Nic Duncan’s photography work is not the glamorous kind. Far from it. Nic travels to the back of beyond to capture her subjects within their natural habitat. There’s no fictitious backdrops, no wardrobe assistant and certainly no makeup artist. It’s all about reflecting a person’s natural state. Raw and real, regional and rural she seeks the opposite of city and suburban.
With her camera, caravan and trusty canine Nic rolls into regional towns, outback stations and all manner of places looking for faces that make her shutter-finger twitch.
“I love quirky; faces with life lines and ones that emanate something other than good looks. We’ve all heard about people who look like their dogs. Well, I look for faces that look like the landscape in which they live,” Nic says.
The setting for her photographs can be large or small; it can be in the vastness of the outback or in the compact interior of a pokey shack and she says that even a cluttered kitchen works to add information about the person’s life.
And her ‘models’ are rarely people that she knows – they are usually just people who catch her eye. There’s no doubt many of us would recoil at the thought of a stranger asking if they could take our portrait but Nic says in her many years of photographing faces she’s only ever once had a person decline.
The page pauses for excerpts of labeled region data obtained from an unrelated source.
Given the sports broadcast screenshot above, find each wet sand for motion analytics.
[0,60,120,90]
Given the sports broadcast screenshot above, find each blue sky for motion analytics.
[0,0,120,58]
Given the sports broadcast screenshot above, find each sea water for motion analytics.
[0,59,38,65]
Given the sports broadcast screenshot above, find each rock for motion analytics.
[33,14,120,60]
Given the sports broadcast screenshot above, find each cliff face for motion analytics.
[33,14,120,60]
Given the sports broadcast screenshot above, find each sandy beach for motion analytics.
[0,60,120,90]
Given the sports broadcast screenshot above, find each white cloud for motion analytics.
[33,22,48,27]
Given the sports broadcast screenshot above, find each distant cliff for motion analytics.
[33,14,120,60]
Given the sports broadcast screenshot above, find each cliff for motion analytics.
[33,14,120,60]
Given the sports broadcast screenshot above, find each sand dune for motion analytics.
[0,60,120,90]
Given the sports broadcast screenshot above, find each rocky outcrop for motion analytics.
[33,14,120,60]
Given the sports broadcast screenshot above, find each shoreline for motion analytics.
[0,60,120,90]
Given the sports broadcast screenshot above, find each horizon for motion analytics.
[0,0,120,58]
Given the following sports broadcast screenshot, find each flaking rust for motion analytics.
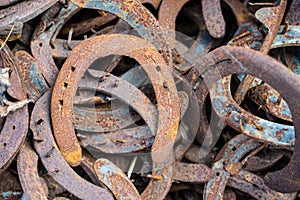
[51,35,180,165]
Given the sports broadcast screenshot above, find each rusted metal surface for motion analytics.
[0,0,58,40]
[60,13,117,37]
[204,135,261,199]
[286,0,300,25]
[94,159,142,199]
[51,35,180,165]
[201,0,226,38]
[173,162,211,183]
[0,78,29,174]
[228,170,297,200]
[234,0,287,104]
[72,102,141,132]
[244,152,284,172]
[72,0,172,64]
[30,91,113,199]
[17,142,47,199]
[30,2,80,86]
[79,71,158,135]
[189,47,300,192]
[0,0,20,6]
[210,77,295,146]
[0,0,300,200]
[15,51,48,102]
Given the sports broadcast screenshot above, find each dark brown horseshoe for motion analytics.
[30,91,113,200]
[51,35,180,166]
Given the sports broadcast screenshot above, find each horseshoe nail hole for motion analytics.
[163,82,168,89]
[37,119,44,125]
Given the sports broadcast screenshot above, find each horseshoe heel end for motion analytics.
[63,149,82,167]
[264,163,300,193]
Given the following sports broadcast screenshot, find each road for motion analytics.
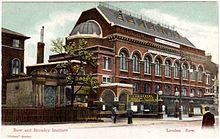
[1,118,219,139]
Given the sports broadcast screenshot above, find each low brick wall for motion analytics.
[2,107,100,124]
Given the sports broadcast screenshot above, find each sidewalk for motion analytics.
[65,115,211,128]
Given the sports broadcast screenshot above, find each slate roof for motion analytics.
[97,4,195,47]
[2,28,30,39]
[70,21,101,35]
“To be honest, because I shoot everyday people in everyday settings, it can be something completely different to what was happening in their day. I simply approach them, tell them I’m a portrait photographer and that I’d like to take their photo. I always get a bit of the person’s backstory as a record of context. People feel heard, they feel seen when I take their photo and I always, always send them a copy of the image.”
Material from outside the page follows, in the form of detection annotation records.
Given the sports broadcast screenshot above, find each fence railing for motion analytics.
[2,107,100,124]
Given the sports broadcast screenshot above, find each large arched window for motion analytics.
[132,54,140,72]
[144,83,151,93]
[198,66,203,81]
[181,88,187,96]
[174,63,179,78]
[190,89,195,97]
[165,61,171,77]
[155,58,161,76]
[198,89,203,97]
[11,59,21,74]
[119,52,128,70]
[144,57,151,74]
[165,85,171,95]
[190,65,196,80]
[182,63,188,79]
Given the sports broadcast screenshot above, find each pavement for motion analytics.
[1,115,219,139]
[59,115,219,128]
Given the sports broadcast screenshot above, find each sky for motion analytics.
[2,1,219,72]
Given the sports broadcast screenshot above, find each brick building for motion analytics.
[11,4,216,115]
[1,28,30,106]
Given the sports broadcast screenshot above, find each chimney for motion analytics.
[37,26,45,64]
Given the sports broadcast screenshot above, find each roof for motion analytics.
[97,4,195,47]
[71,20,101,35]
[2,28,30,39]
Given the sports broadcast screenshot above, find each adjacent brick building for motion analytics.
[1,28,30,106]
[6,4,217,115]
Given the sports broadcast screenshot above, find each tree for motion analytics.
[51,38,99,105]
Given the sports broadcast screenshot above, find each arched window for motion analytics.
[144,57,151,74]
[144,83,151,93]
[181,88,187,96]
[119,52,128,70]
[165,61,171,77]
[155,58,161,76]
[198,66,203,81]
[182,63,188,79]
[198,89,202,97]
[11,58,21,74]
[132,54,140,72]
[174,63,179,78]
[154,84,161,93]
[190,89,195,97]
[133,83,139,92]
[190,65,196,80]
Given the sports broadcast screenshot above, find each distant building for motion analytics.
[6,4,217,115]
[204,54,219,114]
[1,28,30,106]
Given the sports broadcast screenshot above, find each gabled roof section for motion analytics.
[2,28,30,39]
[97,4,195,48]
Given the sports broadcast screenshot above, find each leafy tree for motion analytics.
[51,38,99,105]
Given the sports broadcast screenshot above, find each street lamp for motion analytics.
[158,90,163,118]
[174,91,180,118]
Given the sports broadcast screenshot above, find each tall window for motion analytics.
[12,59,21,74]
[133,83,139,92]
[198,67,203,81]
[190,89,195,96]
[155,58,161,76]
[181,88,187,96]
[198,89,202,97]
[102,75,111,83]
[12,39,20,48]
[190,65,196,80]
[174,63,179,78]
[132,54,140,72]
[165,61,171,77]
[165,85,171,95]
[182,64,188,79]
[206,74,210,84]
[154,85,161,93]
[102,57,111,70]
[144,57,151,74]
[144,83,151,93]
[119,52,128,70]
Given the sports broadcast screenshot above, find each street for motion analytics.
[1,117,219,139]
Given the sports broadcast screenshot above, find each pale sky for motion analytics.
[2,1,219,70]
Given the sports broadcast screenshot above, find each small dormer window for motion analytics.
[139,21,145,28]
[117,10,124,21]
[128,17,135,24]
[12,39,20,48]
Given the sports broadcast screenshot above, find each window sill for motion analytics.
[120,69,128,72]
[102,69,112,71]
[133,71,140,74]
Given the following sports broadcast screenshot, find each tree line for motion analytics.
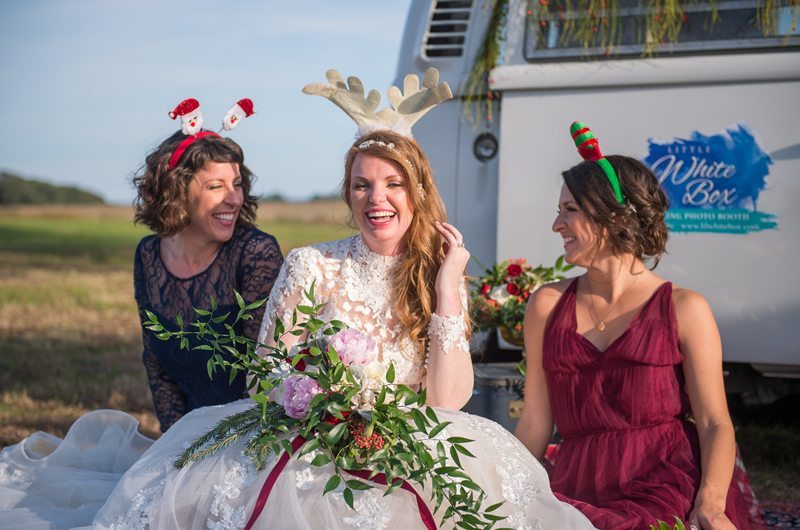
[0,171,105,205]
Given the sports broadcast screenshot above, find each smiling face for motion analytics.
[182,162,244,244]
[553,184,606,267]
[347,154,414,256]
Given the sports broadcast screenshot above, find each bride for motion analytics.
[0,70,593,529]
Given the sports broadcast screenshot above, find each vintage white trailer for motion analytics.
[397,0,800,401]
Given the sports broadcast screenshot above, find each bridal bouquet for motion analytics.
[470,256,572,346]
[144,285,503,529]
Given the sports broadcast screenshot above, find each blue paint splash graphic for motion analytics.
[644,123,778,234]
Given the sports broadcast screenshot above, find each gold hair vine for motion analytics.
[356,139,425,200]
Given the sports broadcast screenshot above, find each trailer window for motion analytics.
[525,0,800,62]
[423,0,472,58]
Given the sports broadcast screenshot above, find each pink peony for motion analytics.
[331,329,378,366]
[276,375,322,420]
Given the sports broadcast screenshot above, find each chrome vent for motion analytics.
[424,0,472,57]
Nic’s knack for this style of work has seen her become a three time finalist in the National Photographic Portrait Prize and named as the 2015 AIPP WA Professional Portrait Photographer of the Year. She has also had images exhibited at the National Portrait Gallery in Canberra.
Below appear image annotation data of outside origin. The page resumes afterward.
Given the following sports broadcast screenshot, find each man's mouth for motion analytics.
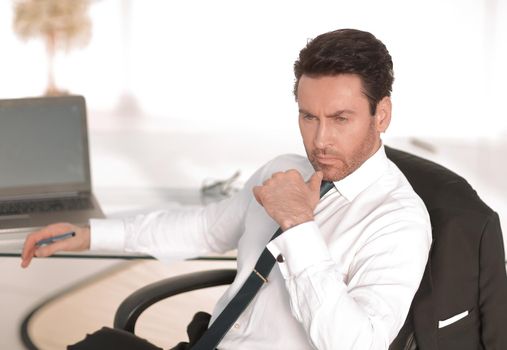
[314,155,338,165]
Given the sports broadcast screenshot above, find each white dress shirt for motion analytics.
[91,146,431,350]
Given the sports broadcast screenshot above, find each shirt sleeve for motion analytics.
[268,215,431,350]
[90,168,262,260]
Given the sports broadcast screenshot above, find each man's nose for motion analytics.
[313,121,331,149]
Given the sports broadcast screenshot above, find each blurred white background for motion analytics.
[0,0,507,215]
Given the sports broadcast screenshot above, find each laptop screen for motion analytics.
[0,96,89,197]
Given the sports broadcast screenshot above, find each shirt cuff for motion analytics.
[266,221,331,279]
[90,219,125,251]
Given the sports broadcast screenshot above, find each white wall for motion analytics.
[0,0,507,139]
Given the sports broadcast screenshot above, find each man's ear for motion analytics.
[375,96,392,133]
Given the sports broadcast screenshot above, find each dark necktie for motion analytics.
[191,181,334,350]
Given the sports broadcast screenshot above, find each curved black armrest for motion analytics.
[114,269,236,333]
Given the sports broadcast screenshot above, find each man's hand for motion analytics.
[21,223,90,268]
[253,170,323,231]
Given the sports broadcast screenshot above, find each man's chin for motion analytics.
[313,164,348,182]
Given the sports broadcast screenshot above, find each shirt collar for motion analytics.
[334,145,388,202]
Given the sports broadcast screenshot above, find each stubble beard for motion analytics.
[306,122,378,181]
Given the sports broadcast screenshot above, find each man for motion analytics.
[22,29,431,349]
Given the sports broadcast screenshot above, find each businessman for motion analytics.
[22,29,432,350]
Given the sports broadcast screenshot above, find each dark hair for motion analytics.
[294,29,394,115]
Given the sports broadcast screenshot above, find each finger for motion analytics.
[21,228,51,267]
[307,171,324,192]
[34,238,74,258]
[252,186,262,205]
[21,223,72,268]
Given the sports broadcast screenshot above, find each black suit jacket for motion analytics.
[386,147,507,350]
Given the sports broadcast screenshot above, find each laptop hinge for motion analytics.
[0,191,90,202]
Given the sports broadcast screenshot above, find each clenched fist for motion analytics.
[253,169,323,231]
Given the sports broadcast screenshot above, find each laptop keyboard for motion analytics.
[0,197,93,215]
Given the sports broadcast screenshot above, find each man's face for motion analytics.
[297,74,391,181]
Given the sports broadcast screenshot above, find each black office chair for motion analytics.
[114,147,507,350]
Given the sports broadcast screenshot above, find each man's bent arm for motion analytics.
[268,218,431,350]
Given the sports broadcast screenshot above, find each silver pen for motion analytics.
[35,232,76,247]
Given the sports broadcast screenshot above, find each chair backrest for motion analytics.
[386,147,507,349]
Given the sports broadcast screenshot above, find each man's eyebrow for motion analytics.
[299,108,355,118]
But it’s not accolades that drive Nic; it’s the journey, the people she meets and the places she goes. It’s also the opportunities her camera opens for her and Nic’s work kicked into high gear three years ago when she went on the road with no agenda, no destination and no timeframe. Over six months she clocked up more than 22,000 km and tens of thousands of images.
Word soon got out amongst her professional peers that she was “shooting on the road” and it wasn’t long before she was offered an opportunity to exhibit 100 of her images on 14 metre high LED screens in Perth’s CBD.
The WA State Library soon jumped on board and contacted Nic about obtaining a permanent archival collection of her work.
“It’s extremely rewarding that an institution like the State Library sees the historical value of images depicting people and places. These images are like a time capsule; a snapshot of a moment in someone’s life.
“I’ve also done behind-the-scenes photography for films. I went to Bremer Bay to work on the Blueback film, the Pilbara for the filming of Sweet As and Kununurra for a TV series about Indigenous police officers. I reckon I’m the epitome of ‘have camera, will travel’.”
Just recently Nic returned from the red dirt of WA’s Pilbara region where she was mentoring a young Indigenious photographer, Jess Allan, as part of a collaboration with Big hART and the Ngarluma Yindjibarndi Foundation.
Like anyone passionate about their craft Nic is totally “in the moment” whenever she raises her camera to her face. Peering down the barrel of the lens, she composes, adjusts, then holds her breath. Faster than a blink, a moment is captured and a new environmental portrait is created.